MOD poised to reveal whether it will compete deal for new battlefield fleet or award contract to AgustaWestland

The direction of the UK's planned £3 billion ($5.7 billion) acquisition of a new fleet of battlefield helicopters is expected to be revealed this week, following a key Ministry of Defence meeting that will determine whether to open the requirement to competition or place a sole-source contract with national supplier AgustaWestland.

The 15 March decision will prove a key test of the UK's ability to balance its smart acquisition policy with its desire to ensure the survivability of a national production base for advanced rotorcraft.

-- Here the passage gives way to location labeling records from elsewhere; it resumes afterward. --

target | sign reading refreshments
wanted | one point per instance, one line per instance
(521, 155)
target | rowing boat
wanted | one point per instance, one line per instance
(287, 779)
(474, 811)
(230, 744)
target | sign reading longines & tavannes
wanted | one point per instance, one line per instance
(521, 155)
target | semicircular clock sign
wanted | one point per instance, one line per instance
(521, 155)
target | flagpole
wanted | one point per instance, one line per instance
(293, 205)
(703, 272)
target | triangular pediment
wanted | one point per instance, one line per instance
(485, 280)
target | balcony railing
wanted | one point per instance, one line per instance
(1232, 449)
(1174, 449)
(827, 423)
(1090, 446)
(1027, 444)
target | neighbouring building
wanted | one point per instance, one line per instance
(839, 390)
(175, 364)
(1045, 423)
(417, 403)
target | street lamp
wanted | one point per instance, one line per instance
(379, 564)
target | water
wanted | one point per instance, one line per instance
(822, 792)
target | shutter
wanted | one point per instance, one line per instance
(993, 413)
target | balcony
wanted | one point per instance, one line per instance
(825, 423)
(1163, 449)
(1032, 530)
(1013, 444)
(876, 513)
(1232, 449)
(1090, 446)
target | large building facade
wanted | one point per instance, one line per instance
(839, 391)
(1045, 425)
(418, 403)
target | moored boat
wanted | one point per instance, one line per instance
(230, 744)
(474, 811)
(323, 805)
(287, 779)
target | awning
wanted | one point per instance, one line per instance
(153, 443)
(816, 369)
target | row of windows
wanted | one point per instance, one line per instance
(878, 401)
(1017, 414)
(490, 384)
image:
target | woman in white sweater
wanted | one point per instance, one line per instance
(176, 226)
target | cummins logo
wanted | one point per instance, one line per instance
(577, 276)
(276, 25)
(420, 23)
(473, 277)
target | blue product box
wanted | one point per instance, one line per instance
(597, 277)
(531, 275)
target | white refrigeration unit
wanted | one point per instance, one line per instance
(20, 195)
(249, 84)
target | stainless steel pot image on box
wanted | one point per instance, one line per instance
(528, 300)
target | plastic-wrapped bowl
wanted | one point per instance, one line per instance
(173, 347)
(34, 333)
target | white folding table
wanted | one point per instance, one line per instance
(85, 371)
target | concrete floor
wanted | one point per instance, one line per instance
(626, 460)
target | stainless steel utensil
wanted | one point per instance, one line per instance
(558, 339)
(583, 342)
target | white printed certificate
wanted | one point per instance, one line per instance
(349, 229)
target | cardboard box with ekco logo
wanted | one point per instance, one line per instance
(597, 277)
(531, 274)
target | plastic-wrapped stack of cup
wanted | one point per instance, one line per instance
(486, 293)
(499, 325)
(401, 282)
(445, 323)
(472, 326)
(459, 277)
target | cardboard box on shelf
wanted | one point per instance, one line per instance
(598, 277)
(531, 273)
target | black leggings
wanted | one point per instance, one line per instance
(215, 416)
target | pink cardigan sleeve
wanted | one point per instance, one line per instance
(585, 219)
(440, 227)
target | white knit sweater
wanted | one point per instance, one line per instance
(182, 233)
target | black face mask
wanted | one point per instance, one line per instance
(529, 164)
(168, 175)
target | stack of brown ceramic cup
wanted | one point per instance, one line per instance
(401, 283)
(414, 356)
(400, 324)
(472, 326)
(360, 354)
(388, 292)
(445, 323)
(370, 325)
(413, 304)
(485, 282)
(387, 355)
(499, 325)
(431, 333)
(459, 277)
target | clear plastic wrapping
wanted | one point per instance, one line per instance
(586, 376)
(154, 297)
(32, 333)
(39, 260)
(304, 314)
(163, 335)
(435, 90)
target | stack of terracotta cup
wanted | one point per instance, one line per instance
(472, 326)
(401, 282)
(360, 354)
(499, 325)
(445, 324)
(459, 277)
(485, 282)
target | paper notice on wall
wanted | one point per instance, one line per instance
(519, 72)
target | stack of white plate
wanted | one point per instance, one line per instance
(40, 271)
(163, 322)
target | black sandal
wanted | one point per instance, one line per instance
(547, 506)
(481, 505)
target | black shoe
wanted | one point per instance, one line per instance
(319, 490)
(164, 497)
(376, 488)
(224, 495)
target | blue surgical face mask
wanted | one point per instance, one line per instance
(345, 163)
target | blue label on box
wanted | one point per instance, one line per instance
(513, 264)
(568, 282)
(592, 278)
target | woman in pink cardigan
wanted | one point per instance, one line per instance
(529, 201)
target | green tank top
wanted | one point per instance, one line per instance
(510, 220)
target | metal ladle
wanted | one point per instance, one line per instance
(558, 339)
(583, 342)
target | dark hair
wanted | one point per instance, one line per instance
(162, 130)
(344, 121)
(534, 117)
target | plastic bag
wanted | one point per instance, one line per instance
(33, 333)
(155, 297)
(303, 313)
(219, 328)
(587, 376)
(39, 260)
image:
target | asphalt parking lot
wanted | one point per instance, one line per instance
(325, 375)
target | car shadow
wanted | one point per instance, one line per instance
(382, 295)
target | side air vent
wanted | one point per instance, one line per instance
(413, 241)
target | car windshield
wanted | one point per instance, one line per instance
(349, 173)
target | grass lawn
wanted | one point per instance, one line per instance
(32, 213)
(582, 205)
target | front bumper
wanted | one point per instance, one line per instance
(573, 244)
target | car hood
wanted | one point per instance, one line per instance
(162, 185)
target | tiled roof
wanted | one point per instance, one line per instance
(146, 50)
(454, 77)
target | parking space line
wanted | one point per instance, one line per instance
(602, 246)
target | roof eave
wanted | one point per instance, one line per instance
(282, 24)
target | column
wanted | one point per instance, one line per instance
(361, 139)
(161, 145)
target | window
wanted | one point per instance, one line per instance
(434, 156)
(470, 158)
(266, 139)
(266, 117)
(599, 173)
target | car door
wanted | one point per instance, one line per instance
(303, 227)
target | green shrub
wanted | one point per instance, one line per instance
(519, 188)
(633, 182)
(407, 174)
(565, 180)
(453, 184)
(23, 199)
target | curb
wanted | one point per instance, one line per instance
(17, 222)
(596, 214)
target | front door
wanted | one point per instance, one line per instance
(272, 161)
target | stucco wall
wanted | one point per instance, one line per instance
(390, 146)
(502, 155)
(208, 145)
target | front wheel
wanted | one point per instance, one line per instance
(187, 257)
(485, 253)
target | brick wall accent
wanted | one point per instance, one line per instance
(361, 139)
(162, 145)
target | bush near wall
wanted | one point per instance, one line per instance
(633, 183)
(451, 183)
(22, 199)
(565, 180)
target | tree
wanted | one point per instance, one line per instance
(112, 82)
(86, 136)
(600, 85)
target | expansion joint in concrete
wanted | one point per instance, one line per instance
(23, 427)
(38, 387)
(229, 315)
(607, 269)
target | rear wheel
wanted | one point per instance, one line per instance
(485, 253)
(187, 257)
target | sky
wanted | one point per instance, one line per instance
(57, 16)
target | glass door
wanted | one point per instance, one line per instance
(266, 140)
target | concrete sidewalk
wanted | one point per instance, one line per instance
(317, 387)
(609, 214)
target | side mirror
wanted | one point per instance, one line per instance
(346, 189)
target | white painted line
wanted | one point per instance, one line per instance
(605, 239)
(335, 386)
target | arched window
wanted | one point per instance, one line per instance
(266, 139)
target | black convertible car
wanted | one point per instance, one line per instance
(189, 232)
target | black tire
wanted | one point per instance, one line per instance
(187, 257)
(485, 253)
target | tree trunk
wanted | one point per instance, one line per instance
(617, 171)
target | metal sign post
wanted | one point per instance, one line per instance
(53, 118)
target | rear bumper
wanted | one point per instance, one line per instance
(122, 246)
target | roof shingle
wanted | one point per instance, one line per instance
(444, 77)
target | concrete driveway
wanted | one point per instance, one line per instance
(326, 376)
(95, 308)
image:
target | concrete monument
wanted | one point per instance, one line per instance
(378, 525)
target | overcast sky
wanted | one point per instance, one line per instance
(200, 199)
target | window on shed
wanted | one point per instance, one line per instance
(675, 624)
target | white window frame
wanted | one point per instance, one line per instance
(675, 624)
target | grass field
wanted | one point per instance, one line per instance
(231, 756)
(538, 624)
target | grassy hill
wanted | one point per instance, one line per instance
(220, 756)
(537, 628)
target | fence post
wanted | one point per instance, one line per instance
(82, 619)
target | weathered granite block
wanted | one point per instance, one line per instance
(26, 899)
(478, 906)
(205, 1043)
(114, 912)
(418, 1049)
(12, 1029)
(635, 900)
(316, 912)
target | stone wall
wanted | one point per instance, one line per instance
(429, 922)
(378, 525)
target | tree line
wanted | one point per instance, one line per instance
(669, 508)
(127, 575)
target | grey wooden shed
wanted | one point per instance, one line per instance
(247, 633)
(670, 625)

Rivals to the UK's incumbent helicopter supplier AgustaWestland have over recent months voiced increasing concern over the MoD's potential willingness to award the company a non-competitive deal to supply its armed forces with additional EH101 Merlin and Future Lynx utility helicopters.

With Italian-owned Agusta-Westland having tasted recent and surprise success as part of the Lockheed Martin-led US101 team selected to meet the US Navy's $6.1 billion VXX presidential helicopter requirement, its rivals say the UK would appear hypocritical by dismissing rival systems after its industry benefited from an open contest in the USA.

If the UK decides to launch a competitive process for its battlefield helicopter recapitalisation, designs including the EADS-promoted NH Industries NH90, Boeing's CH-47 Chinook and Sikorsky's CH-53 could be considered against the EH101, with products such as Eurocopter's EC635 to potentially rival the Future Lynx for the Battlefield Light Utility Helicopter and Surface Combatant Maritime Rotorcraft requirements (Flight International, 30 November–6 December 2004). While it was a late entrant to the UK programme, EADS says it is now "actively participating" in the process and is keen to support the UK supplier base given a successful NH90/EC635 campaign.

A new phase of competition will further delay the MoD's introduction of helicopters to address its capability shortfall in battlefield rotorcraft, but as the selected aircraft will remain in service for decades, AgustaWestland's rivals say the UK must make an informed and competitive choice to ensure the long-term effectiveness of its armed forces and industrial base.